The Ghana Armed Forces (GAF) is bolstering the country’s cyber resiliency and security with the establishment of a Directorate of Cyber and Electronic Warfare Operations.
The directorate’s primary role is to help protect the nation’s military from cyberattacks by expanding its ability to detect and shut down malicious activities in cyberspace.
Ghana, which reportedly has more than 23 million internet users, is among the top countries in Africa for commitments in cybersecurity. It is also among the only 14 nations in the continent to sign a convention on cybersecurity and personal data protection.

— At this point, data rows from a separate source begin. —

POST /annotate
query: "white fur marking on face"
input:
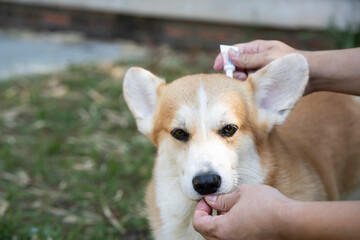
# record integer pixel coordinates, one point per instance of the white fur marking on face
(203, 102)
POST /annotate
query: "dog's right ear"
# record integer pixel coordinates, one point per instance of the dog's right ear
(140, 93)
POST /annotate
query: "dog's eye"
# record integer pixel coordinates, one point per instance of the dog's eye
(228, 130)
(180, 134)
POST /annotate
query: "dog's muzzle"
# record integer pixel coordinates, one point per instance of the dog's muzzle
(206, 183)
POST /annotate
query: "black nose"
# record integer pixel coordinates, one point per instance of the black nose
(206, 183)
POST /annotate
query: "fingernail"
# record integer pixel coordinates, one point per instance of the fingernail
(233, 53)
(211, 198)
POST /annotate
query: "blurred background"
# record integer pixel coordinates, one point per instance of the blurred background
(72, 165)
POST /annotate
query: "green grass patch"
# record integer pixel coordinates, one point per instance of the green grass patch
(72, 164)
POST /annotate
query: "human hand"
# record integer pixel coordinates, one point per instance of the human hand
(253, 55)
(250, 212)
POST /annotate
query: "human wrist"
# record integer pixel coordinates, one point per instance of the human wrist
(314, 59)
(287, 215)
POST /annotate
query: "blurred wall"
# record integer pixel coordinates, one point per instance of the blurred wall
(197, 24)
(293, 14)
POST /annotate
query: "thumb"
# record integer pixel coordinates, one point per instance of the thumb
(223, 203)
(247, 60)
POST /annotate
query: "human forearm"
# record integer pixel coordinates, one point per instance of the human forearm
(335, 71)
(321, 220)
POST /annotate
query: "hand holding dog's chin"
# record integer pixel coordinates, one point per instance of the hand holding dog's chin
(251, 212)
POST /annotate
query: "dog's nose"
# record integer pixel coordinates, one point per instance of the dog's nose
(206, 183)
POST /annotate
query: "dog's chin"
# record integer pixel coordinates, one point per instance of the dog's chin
(197, 197)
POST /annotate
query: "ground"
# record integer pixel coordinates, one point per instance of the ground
(72, 164)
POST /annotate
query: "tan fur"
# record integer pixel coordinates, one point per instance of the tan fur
(312, 156)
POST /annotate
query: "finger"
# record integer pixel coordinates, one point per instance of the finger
(247, 61)
(218, 64)
(203, 222)
(202, 216)
(240, 75)
(255, 46)
(223, 203)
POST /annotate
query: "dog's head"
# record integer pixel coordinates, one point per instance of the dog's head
(207, 127)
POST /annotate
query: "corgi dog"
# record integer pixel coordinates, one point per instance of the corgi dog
(214, 133)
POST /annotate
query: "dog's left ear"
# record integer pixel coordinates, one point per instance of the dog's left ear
(140, 93)
(278, 87)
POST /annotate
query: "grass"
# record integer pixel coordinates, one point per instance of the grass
(72, 164)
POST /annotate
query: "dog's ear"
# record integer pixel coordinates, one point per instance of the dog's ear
(278, 86)
(140, 93)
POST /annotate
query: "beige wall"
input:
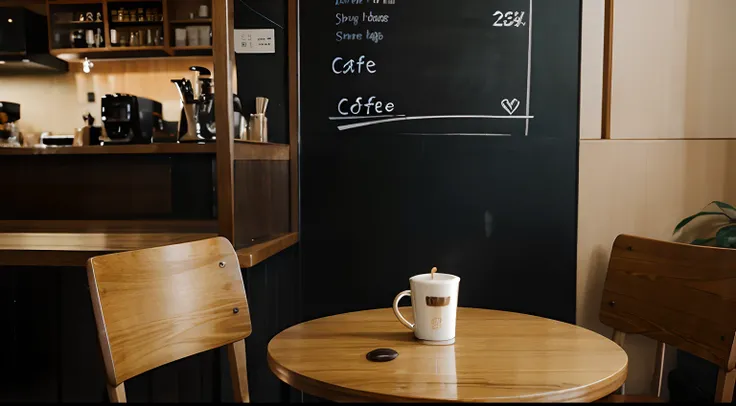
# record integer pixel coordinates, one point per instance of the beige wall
(672, 79)
(56, 102)
(673, 69)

Despite its increased investments, the country has experienced a significant increase in online fraud, with more than $4 million in financial losses recorded in the first half of 2023.
Vital to National Defense
During the new initiative’s announcement, GAF chief of the defense staff Vice Adm. Seth Amoama highlighted the need to protect the country’s data, network, communications infrastructure, and military assets.
He said security in cyberspace is as vital to national defense as security on land, sea, air, and space.

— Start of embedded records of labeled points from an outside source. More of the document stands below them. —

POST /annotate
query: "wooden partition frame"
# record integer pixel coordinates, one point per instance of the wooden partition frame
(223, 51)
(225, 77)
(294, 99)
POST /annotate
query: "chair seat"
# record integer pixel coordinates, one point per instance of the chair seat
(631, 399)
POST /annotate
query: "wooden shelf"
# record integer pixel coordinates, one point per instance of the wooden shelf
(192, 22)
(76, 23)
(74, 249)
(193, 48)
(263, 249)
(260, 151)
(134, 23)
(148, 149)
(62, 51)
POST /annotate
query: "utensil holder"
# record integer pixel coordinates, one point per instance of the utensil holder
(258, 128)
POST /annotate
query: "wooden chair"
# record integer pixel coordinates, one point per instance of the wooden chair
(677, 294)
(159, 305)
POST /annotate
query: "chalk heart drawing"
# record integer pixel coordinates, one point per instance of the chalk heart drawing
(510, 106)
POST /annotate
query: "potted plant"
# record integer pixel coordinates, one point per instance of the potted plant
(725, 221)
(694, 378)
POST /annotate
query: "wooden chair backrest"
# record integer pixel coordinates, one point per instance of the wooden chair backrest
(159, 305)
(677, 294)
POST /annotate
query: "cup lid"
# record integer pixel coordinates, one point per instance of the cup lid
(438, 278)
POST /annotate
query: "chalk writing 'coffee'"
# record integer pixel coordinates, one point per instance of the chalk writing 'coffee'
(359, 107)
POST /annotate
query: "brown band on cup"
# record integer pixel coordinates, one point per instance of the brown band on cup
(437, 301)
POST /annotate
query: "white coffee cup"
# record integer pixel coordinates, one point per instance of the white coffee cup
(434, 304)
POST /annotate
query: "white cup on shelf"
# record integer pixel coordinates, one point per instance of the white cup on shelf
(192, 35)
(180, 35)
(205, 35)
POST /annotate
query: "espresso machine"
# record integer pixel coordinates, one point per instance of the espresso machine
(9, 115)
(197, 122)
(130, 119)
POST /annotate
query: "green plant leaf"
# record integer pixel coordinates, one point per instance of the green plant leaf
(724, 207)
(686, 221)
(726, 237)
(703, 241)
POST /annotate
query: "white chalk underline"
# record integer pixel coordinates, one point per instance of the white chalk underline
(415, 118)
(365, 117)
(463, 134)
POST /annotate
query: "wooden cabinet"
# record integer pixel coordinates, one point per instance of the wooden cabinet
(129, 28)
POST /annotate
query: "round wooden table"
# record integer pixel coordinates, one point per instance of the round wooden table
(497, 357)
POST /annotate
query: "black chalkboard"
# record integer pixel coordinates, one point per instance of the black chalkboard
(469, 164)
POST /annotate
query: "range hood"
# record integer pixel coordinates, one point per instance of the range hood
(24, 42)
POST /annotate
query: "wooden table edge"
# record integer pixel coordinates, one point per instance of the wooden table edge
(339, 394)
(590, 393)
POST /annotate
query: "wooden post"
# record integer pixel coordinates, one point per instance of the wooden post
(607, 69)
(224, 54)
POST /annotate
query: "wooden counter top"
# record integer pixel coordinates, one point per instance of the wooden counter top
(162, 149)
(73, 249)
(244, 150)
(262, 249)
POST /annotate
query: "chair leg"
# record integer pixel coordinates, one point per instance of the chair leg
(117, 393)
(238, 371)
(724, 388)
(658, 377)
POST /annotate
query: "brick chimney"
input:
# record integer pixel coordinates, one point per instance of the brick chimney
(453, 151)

The official also stressed the importance of improving the cyber awareness of soldiers and other security personnel, saying it should be a top priority.
“As we take steps to protect our critical information infrastructure, we want to assure all that efforts are being made for members of the GAF to understand the cyber threats, vulnerabilities, and their impact on mission readiness,” he explained.
Addressing Knowledge Gap
Accra-based cybersecurity analyst Samuel Sarfo claimed that many Ghanaians lack awareness of the risks in cyberspace, making them easy targets.

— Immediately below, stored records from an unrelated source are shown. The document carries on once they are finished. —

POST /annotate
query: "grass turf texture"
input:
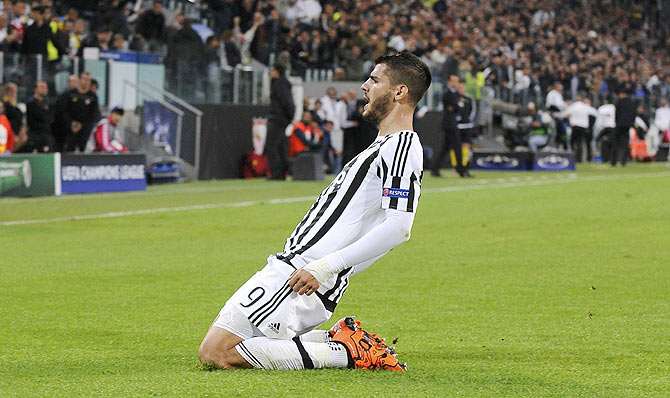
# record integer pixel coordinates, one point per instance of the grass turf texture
(513, 284)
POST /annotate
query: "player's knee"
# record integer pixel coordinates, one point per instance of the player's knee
(211, 356)
(217, 356)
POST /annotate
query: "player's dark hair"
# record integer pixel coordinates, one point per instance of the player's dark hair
(406, 68)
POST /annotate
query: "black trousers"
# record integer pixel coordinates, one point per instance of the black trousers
(580, 137)
(452, 141)
(560, 134)
(620, 145)
(276, 149)
(78, 140)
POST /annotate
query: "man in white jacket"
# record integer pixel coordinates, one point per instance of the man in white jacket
(578, 114)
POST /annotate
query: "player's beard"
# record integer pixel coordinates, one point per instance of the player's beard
(379, 108)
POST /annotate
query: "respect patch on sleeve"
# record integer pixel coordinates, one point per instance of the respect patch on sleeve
(395, 193)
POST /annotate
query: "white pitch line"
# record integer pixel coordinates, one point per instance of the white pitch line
(512, 182)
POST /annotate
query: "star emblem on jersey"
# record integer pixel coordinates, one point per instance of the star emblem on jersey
(274, 326)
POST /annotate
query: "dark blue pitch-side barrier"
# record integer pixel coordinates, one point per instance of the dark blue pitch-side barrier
(103, 173)
(523, 161)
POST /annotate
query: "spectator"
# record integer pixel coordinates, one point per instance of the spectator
(7, 138)
(303, 136)
(79, 114)
(10, 102)
(18, 18)
(625, 119)
(76, 36)
(578, 115)
(151, 26)
(118, 43)
(37, 35)
(186, 55)
(100, 40)
(540, 128)
(555, 104)
(282, 111)
(230, 54)
(108, 134)
(9, 38)
(354, 62)
(213, 63)
(662, 117)
(38, 120)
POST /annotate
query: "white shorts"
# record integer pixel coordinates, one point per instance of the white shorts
(266, 306)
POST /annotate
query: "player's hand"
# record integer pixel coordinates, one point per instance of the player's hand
(302, 282)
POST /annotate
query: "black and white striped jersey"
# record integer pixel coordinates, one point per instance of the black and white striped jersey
(386, 175)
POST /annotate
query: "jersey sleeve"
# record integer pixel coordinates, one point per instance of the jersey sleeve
(401, 170)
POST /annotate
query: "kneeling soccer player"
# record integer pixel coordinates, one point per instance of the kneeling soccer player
(366, 211)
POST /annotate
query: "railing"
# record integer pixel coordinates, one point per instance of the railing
(167, 105)
(190, 108)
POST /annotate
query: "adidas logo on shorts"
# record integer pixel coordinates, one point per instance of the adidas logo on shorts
(274, 326)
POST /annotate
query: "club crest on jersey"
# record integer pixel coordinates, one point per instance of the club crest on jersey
(395, 193)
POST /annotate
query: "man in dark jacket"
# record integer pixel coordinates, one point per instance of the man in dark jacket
(35, 39)
(186, 53)
(626, 111)
(80, 114)
(151, 25)
(452, 139)
(37, 118)
(282, 110)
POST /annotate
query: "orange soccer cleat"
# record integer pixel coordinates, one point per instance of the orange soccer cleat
(367, 351)
(346, 322)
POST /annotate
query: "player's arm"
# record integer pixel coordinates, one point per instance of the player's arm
(395, 230)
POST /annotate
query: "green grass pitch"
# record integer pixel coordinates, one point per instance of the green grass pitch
(513, 285)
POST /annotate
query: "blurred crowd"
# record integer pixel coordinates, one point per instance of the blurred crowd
(520, 49)
(513, 46)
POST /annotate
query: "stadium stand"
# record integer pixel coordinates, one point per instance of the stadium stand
(515, 49)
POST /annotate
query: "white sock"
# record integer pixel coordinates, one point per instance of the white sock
(266, 353)
(315, 336)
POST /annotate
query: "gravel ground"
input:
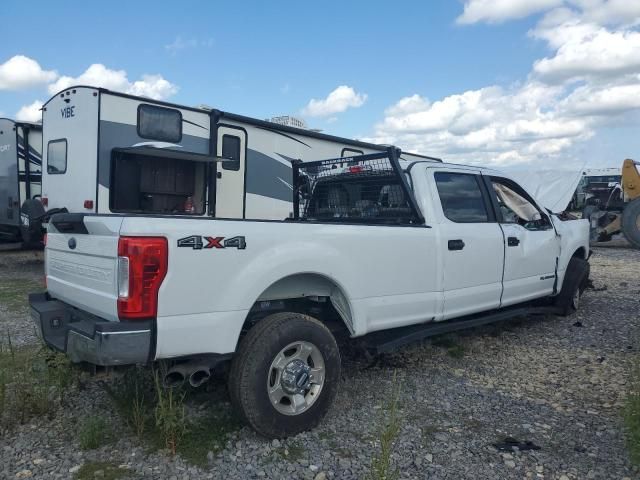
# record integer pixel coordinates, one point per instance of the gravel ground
(556, 382)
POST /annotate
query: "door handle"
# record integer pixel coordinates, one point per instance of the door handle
(456, 244)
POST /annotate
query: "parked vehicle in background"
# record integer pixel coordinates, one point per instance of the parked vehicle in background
(596, 187)
(386, 250)
(621, 210)
(20, 181)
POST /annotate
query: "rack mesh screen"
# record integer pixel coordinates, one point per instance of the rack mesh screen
(353, 191)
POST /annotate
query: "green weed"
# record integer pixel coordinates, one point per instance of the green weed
(381, 465)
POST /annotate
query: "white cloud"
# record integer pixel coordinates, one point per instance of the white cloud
(20, 72)
(492, 125)
(496, 11)
(97, 75)
(153, 86)
(30, 113)
(588, 50)
(180, 44)
(589, 79)
(338, 101)
(602, 12)
(589, 100)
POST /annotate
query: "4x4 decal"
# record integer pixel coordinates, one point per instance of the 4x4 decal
(198, 242)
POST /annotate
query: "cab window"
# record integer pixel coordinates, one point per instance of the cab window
(516, 206)
(461, 197)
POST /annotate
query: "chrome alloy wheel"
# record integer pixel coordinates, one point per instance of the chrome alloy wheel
(296, 377)
(575, 300)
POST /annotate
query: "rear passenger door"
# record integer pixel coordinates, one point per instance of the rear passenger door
(471, 243)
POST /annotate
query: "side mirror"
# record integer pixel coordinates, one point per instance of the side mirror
(304, 188)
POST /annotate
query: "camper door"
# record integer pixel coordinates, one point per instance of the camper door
(232, 147)
(70, 139)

He urged authorities to continue strengthening the country’s cybersecurity by educating people about such risks and collaborating with other sectors to track and respond to attacks.
“As the nation continues to embrace digital transformation, enhancing cybersecurity measures, raising awareness, and fostering collaboration between stakeholders are vital to mitigate the escalating costs of cybercrime,” Sarfo wrote on LinkedIn.
“By taking proactive steps, Ghana can safeguard its digital future, protect its citizens and businesses, and fortify its position in the global digital landscape.”